Every person has an identity: the characteristics, feelings, and beliefs that make an individual distinctly themselves. Often, part of an individual’s identity comes from proximity to a particular social group, such as nationality, ethnicity, or political group. But ultimately, what an individual chooses to identify with is entirely their own decision. Or, at least, it should be.
Before arriving in the Netherlands, I identified as Zambian first and Bemba, a tribal and ethnic group, second. Suddenly, it seemed like ‘black’ became my defining feature, even though ‘black’ had never been part of my identity. I grew up in a household where the most significant differences between my white South African father and black Zambian mother were cultural, not racial.
Growing up in Lusaka, Zambia, the concept of race as a social identity was not often the most prominent topic of discussion. Lusaka is a multicultural city in more ways than one. It is home to many races, tribes, and ex-pats from all over the world.

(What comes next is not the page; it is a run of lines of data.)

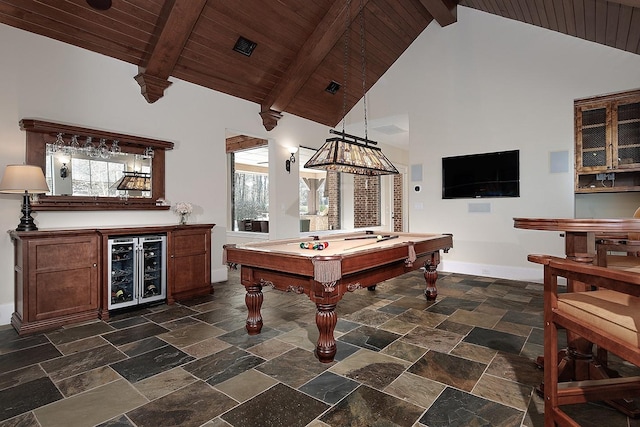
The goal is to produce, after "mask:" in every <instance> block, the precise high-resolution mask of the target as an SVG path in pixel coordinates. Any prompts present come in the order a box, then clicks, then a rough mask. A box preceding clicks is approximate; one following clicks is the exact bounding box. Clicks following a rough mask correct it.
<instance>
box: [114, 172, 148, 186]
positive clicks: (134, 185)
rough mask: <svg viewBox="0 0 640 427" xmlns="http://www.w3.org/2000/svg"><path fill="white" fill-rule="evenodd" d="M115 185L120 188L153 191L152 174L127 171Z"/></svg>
mask: <svg viewBox="0 0 640 427" xmlns="http://www.w3.org/2000/svg"><path fill="white" fill-rule="evenodd" d="M114 185H115V187H116V189H118V190H139V191H151V174H148V173H143V172H129V171H125V172H123V175H122V178H120V180H118V181H117V182H116V183H115V184H114Z"/></svg>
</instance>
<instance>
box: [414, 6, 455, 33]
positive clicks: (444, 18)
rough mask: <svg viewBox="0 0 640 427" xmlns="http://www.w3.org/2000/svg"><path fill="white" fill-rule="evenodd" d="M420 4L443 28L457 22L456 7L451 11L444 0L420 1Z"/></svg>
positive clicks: (440, 25)
mask: <svg viewBox="0 0 640 427" xmlns="http://www.w3.org/2000/svg"><path fill="white" fill-rule="evenodd" d="M420 2H421V3H422V5H423V6H424V8H425V9H426V10H427V12H428V13H429V15H431V16H432V18H433V19H435V20H436V22H437V23H438V25H440V26H441V27H446V26H448V25H451V24H453V23H455V22H456V21H457V16H456V13H455V7H454V8H453V9H450V8H449V5H447V4H446V3H445V1H444V0H420Z"/></svg>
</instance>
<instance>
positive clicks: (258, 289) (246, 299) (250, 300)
mask: <svg viewBox="0 0 640 427" xmlns="http://www.w3.org/2000/svg"><path fill="white" fill-rule="evenodd" d="M245 289H246V290H247V294H246V295H245V296H244V302H245V303H246V304H247V309H248V311H249V314H248V315H247V325H246V328H247V332H248V333H249V335H257V334H259V333H260V331H261V330H262V314H261V313H260V308H262V300H263V299H264V296H263V295H262V286H261V285H245Z"/></svg>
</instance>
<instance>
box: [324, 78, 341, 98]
mask: <svg viewBox="0 0 640 427" xmlns="http://www.w3.org/2000/svg"><path fill="white" fill-rule="evenodd" d="M339 89H340V83H338V82H334V81H333V80H331V83H329V86H327V88H326V89H325V90H326V91H327V92H329V93H330V94H331V95H335V94H336V92H337V91H338V90H339Z"/></svg>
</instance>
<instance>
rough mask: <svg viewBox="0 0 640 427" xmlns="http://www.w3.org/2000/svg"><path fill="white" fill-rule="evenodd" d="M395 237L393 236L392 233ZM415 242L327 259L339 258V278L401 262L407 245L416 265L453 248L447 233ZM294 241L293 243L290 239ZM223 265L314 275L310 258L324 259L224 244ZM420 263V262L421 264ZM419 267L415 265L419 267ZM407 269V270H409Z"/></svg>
mask: <svg viewBox="0 0 640 427" xmlns="http://www.w3.org/2000/svg"><path fill="white" fill-rule="evenodd" d="M394 234H396V233H394ZM414 236H415V238H416V239H417V241H415V242H414V241H410V242H403V243H402V244H398V245H391V246H386V247H379V248H376V247H371V248H366V249H362V250H358V251H353V252H351V251H349V252H345V253H343V254H340V255H334V256H331V258H337V259H341V260H342V262H341V271H342V276H347V275H350V274H354V273H356V272H358V271H362V270H367V269H374V268H377V267H381V266H385V265H387V264H392V263H396V262H398V261H402V262H404V260H406V259H407V258H408V256H409V245H410V244H413V245H414V249H415V253H416V257H417V258H418V260H416V263H420V262H421V261H420V260H419V259H420V257H421V256H424V255H426V254H431V253H433V252H438V251H440V250H444V251H448V250H449V249H450V248H452V247H453V238H452V236H451V235H450V234H443V235H414ZM427 236H428V237H429V238H428V239H426V240H419V239H420V238H421V237H427ZM292 241H295V240H292ZM225 252H226V262H227V263H234V264H239V265H243V266H250V267H256V268H262V269H266V270H274V271H281V272H287V273H293V274H296V275H301V276H309V277H313V276H314V265H313V259H314V258H326V257H325V256H323V255H321V254H318V255H317V256H315V257H307V256H304V257H303V256H300V255H296V254H292V253H287V252H278V251H260V250H256V248H254V247H251V246H234V245H225ZM422 262H424V261H422ZM421 266H422V265H419V266H418V268H419V267H421ZM409 270H410V269H407V271H409Z"/></svg>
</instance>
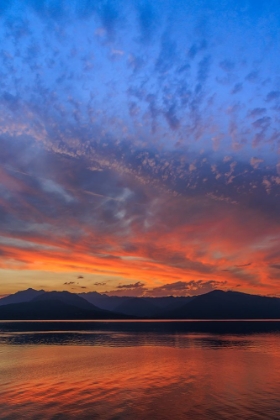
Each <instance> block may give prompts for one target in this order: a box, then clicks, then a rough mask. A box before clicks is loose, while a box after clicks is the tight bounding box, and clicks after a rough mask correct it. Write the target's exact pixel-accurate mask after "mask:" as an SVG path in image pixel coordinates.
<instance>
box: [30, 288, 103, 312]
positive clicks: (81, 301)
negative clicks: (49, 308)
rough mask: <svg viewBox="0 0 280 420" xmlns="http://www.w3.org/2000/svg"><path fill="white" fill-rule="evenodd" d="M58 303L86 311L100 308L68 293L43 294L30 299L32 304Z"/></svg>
mask: <svg viewBox="0 0 280 420" xmlns="http://www.w3.org/2000/svg"><path fill="white" fill-rule="evenodd" d="M54 300H56V301H60V302H62V303H65V304H67V305H72V306H75V307H77V308H80V309H85V310H88V311H92V310H95V311H99V312H100V308H97V307H96V306H94V305H92V304H91V303H89V302H88V301H87V300H85V299H83V298H82V297H80V296H78V295H76V294H75V293H70V292H66V291H63V292H44V293H42V294H40V295H39V296H36V297H35V298H34V299H32V301H33V302H40V301H54Z"/></svg>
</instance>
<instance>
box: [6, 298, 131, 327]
mask: <svg viewBox="0 0 280 420" xmlns="http://www.w3.org/2000/svg"><path fill="white" fill-rule="evenodd" d="M126 318H127V317H126V316H125V315H122V314H115V313H113V312H110V311H105V310H102V309H99V308H97V307H96V306H94V305H92V304H90V303H89V302H87V301H86V300H85V299H83V298H81V297H79V296H77V295H75V294H74V293H69V292H43V293H42V294H40V295H38V296H36V297H35V298H34V299H33V300H31V301H29V302H20V303H12V304H8V305H2V306H0V319H2V320H4V319H9V320H31V319H32V320H40V319H46V320H47V319H49V320H52V319H56V320H63V319H67V320H68V319H69V320H70V319H73V320H74V319H126Z"/></svg>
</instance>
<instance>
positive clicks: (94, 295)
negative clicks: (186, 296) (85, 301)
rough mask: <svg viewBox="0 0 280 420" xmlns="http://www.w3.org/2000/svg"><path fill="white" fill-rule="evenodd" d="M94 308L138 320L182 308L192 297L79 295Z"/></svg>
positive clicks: (79, 295) (82, 293) (85, 293)
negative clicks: (93, 306)
mask: <svg viewBox="0 0 280 420" xmlns="http://www.w3.org/2000/svg"><path fill="white" fill-rule="evenodd" d="M79 296H80V297H82V298H84V299H86V300H87V301H88V302H90V303H92V304H94V305H95V306H97V307H99V308H101V309H106V310H109V311H114V312H121V313H124V314H127V315H131V316H138V317H139V318H149V317H154V316H156V315H157V314H160V313H161V312H162V311H163V310H170V311H171V310H172V309H176V308H178V307H180V306H183V305H184V304H186V303H187V302H189V301H191V299H193V298H192V297H173V296H166V297H137V298H136V297H128V296H107V295H106V294H100V293H97V292H88V293H79Z"/></svg>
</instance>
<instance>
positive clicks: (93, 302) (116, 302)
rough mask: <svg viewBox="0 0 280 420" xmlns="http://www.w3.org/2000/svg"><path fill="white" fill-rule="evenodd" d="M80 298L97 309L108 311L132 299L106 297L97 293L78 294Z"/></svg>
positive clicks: (131, 298) (108, 296) (91, 292)
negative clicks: (97, 306)
mask: <svg viewBox="0 0 280 420" xmlns="http://www.w3.org/2000/svg"><path fill="white" fill-rule="evenodd" d="M78 296H80V297H82V298H83V299H85V300H87V301H88V302H90V303H92V304H93V305H95V306H98V308H101V309H106V310H108V311H114V310H115V308H117V307H118V306H119V305H121V303H123V302H126V301H127V300H129V299H132V298H130V297H127V296H108V295H105V294H100V293H97V292H87V293H79V295H78Z"/></svg>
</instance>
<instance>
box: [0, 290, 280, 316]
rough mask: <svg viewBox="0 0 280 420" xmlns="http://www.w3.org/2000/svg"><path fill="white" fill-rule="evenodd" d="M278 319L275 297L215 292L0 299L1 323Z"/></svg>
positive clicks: (34, 294) (89, 293) (80, 295)
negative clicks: (183, 296)
mask: <svg viewBox="0 0 280 420" xmlns="http://www.w3.org/2000/svg"><path fill="white" fill-rule="evenodd" d="M131 318H132V319H137V318H140V319H141V318H142V319H147V318H148V319H157V318H158V319H280V299H279V298H276V297H265V296H257V295H250V294H246V293H240V292H232V291H227V292H225V291H221V290H214V291H212V292H209V293H206V294H204V295H200V296H195V297H173V296H168V297H158V298H150V297H127V296H124V297H120V296H108V295H106V294H100V293H97V292H89V293H81V294H75V293H70V292H67V291H63V292H55V291H53V292H45V291H44V290H34V289H27V290H24V291H19V292H17V293H15V294H12V295H10V296H6V297H4V298H2V299H0V319H2V320H8V319H9V320H31V319H33V320H37V319H38V320H40V319H42V320H43V319H45V320H46V319H49V320H54V319H57V320H62V319H65V320H68V319H69V320H70V319H131Z"/></svg>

Because of this immense cultural diversity, most people identify with their nationality or ethnicity before ever considering the role that race plays in their identity. I wasn’t any different. Despite being labelled mixed-race in Zambia, it had little influence on my identity. There was no mixed-race culture, mixed-race community, or mixed-race identity.

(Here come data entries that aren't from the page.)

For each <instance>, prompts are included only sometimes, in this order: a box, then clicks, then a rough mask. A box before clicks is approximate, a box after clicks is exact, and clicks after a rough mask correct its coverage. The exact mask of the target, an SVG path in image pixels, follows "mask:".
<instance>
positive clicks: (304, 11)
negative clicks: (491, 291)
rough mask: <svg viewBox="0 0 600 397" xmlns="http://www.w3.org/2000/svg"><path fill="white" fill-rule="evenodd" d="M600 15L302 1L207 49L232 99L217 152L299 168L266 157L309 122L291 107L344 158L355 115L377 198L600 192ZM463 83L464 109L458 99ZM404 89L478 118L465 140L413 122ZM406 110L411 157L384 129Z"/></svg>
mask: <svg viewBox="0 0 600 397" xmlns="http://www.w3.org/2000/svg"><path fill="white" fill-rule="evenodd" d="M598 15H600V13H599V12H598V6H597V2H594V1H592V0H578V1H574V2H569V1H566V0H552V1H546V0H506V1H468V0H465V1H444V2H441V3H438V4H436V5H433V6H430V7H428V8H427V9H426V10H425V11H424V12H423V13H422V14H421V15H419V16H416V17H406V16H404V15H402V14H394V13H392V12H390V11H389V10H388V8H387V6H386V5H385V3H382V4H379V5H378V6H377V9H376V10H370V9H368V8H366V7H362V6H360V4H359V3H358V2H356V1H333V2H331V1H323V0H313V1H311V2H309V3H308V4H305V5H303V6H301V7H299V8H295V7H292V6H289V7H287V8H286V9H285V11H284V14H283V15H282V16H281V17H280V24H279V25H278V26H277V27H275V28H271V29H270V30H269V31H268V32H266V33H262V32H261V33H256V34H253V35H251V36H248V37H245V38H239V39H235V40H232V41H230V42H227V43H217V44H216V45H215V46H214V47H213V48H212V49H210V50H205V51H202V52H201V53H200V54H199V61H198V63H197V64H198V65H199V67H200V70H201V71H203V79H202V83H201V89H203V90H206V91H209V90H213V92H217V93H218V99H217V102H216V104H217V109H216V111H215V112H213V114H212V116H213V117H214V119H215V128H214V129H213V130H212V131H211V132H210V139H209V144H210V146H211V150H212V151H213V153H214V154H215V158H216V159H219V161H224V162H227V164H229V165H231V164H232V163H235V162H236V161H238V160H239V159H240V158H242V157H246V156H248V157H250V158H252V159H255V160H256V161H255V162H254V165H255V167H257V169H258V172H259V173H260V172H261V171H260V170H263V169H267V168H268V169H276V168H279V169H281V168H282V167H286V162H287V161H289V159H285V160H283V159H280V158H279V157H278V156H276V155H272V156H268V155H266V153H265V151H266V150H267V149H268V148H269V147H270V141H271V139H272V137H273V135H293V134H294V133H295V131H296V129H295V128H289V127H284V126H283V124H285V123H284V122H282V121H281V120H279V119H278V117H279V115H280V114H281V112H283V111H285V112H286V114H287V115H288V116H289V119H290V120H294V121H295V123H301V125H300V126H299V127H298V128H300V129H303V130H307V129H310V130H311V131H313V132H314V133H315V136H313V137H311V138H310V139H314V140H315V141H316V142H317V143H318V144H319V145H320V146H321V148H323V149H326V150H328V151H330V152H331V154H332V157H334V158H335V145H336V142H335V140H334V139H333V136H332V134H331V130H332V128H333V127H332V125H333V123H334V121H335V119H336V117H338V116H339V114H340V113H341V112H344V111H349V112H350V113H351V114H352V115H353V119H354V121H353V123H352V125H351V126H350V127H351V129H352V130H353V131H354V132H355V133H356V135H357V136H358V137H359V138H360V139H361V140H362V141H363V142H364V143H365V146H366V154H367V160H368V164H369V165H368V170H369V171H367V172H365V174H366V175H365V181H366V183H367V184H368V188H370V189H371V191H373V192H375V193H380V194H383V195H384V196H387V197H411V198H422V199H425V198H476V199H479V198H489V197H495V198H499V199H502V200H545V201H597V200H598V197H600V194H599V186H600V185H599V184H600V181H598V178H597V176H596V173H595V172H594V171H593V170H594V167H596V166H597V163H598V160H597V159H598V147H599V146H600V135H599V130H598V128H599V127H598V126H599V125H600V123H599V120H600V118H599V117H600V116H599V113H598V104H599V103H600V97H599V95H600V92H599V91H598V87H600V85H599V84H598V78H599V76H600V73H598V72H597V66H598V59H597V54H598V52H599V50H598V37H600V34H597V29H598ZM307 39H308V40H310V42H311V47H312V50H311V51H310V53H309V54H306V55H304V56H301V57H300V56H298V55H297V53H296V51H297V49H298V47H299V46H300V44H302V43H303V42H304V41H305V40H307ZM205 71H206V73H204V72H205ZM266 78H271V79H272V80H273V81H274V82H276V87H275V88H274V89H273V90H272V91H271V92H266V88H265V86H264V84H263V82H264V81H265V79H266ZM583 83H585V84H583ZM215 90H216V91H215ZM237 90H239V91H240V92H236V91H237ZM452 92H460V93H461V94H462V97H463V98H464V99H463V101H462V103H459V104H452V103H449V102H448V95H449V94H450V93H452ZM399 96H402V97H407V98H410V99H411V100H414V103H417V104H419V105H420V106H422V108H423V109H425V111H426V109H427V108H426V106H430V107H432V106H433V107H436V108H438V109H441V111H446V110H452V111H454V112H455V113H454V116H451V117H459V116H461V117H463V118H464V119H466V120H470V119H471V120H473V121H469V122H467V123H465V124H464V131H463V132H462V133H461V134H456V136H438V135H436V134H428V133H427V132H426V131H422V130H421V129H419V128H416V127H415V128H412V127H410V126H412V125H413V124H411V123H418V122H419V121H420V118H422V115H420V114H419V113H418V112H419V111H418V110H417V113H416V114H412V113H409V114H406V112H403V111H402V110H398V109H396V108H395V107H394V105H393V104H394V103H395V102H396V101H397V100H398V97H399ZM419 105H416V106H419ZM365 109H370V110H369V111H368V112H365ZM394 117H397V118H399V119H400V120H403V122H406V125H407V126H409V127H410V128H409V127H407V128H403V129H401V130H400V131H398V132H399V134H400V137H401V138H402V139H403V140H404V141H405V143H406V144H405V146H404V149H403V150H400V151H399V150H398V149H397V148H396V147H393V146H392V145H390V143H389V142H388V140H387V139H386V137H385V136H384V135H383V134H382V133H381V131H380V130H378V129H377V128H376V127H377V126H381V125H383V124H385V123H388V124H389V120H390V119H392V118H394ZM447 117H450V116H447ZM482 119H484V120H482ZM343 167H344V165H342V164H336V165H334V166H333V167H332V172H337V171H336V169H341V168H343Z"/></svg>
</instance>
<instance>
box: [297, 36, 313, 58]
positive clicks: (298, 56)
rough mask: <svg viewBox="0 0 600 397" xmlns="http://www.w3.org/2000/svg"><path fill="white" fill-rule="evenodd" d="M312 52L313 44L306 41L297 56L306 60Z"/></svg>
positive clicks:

While I can attest to the cultural similarities between predominantly ‘black’ cultures, there are key cultural differences even between tribes within the same country. I recently attended a social event hosted by the African Caribbean Student Association, which welcomes African and Caribbean diaspora from all over the world living and studying in Groningen.
Members of ACSA were from Africa and the Caribbean, but also North America and Europe. Among this collective group of black people, who others may see as homogenous, were genuine cultural differences. Just as the Dutch are culturally different from Germans, Zambians are different from Zimbabweans. Africans are different from Caribbeans. While there were clear cultural divides, there was also a great sense of belonging and togetherness present.
A Nigerian Italian student described her experience as a member of the ACSA as life-changing. Having grown up in a small Italian village, her family was the only black family, so she had never been in a room surrounded by people who looked like her outside her family. This is often the experience of black people who live in homogeneously white spaces. I had quite a different experience. I was lucky enough to grow up around people that looked like me, so I had never considered the importance of the black community until that night.
In a city like Groningen, where there aren’t many people of colour, there is a need for community. This need surpasses cultural differences, mainly because skin colour determines how you will be treated in society. This commonality between black people forms a social group, which to some, forms their identity. I feel more culturally similar to a black Italian than a white Italian. However, I recognise that I relate better to white Zambians than I do to other any other nationalities because my nationality ultimately forms the biggest part of my identity.
We are each in control of our individual identities, and as global citizens, we are responsible for respecting each other’s identities and recognising that this is a nuanced discussion. Not everything is black and white.